Xuefeng Shang and colleagues analyzed seismic data from a 1.5 million km2 region under Central America and a 4.5 million km2 region under east Asia. The team used the massive, publicly available data bank provided by the Incorporated Research Institutions for Seismology (IRIS), which includes data from thousands of seismographic stations.
The D” interface creates a discontinuity in the way seismic waves travel through the lowermost mantle, creating a “seismic reflector.” Current maps of the lower mantle use model extrapolation to predict the location of the D” region above the CMB, in areas where direct data analysis has not been done. The new results, which rely entirely on data analysis and use what Shang calls a “novel” analysis methodology, provide more precise measurements of the location of the D” interface. The results seem to agree with the theory that the D” interface is created by the post-perovskite phase transition of MgSiO3.
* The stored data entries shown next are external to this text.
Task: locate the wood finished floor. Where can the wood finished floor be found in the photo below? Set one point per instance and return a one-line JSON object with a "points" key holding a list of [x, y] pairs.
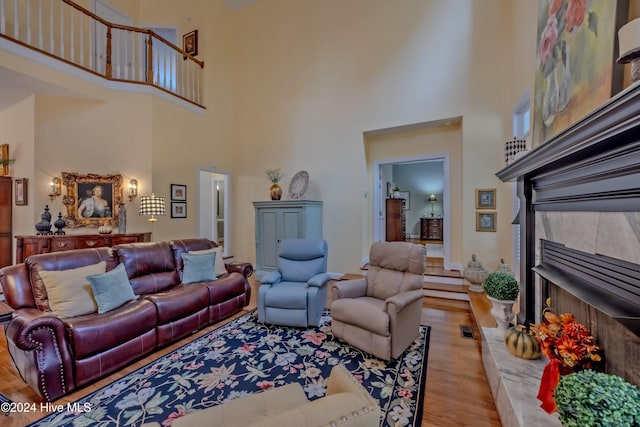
{"points": [[456, 392]]}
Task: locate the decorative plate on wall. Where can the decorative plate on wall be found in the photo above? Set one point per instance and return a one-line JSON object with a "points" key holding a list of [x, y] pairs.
{"points": [[298, 185]]}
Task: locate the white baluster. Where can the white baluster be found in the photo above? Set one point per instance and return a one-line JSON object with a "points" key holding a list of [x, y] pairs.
{"points": [[2, 18], [15, 20], [39, 24]]}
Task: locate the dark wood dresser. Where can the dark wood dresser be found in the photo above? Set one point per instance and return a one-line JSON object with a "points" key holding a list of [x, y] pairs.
{"points": [[430, 228], [32, 245], [396, 219]]}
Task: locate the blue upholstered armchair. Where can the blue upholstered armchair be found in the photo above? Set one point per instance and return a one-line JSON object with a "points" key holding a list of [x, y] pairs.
{"points": [[296, 294]]}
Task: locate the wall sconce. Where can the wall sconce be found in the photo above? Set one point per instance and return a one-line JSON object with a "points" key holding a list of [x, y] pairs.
{"points": [[432, 199], [152, 205], [55, 188], [133, 189]]}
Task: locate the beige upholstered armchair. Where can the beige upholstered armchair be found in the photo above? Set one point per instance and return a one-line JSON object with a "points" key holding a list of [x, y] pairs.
{"points": [[380, 313]]}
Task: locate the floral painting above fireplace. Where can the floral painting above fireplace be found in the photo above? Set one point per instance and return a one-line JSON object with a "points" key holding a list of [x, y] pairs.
{"points": [[575, 62]]}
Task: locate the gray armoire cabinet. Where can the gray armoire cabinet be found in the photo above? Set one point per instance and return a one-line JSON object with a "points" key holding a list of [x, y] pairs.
{"points": [[283, 219]]}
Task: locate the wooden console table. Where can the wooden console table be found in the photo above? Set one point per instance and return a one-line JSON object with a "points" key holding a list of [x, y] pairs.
{"points": [[430, 228], [33, 245]]}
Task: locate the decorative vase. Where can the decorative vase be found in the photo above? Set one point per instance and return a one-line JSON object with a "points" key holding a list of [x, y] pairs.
{"points": [[502, 311], [275, 191], [475, 274], [122, 220], [550, 99], [60, 224]]}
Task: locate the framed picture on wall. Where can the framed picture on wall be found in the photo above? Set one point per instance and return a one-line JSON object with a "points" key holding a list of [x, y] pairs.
{"points": [[407, 201], [21, 191], [485, 221], [178, 192], [486, 198], [178, 209]]}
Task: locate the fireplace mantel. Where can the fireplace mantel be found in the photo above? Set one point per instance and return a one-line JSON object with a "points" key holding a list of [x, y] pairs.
{"points": [[592, 166]]}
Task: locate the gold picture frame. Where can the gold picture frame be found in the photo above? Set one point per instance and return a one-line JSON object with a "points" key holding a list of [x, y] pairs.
{"points": [[92, 200], [486, 221], [485, 198]]}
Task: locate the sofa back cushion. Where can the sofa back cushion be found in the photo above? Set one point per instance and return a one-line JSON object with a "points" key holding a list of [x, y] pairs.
{"points": [[63, 261], [150, 266], [186, 246], [69, 290], [394, 267]]}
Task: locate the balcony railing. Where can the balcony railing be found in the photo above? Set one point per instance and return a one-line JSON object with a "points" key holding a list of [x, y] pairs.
{"points": [[73, 34]]}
The researchers also identified secondary “seismic reflectors” in both geographic regions, between 400 and 500 km above the CMB. Each of those reflectors extends continuously for at least 1,000 km horizontally through the lowermost mantle.
Other studies have revealed possible chemical compositions arranged in the perovskite crystal structure that could produce post-perovskite transitions at 400-500 km above the CMB, including midoceanic ridge basalt or MORB. While Shang and his colleagues cannot confirm that hypothesis, Shang says “it is very convincing based on our seismic observation.”
Shang said the findings indicate that the lower-most mantle is “more complicated than previously thought,” but that this analysis is “just a start point to look again at what happens there.”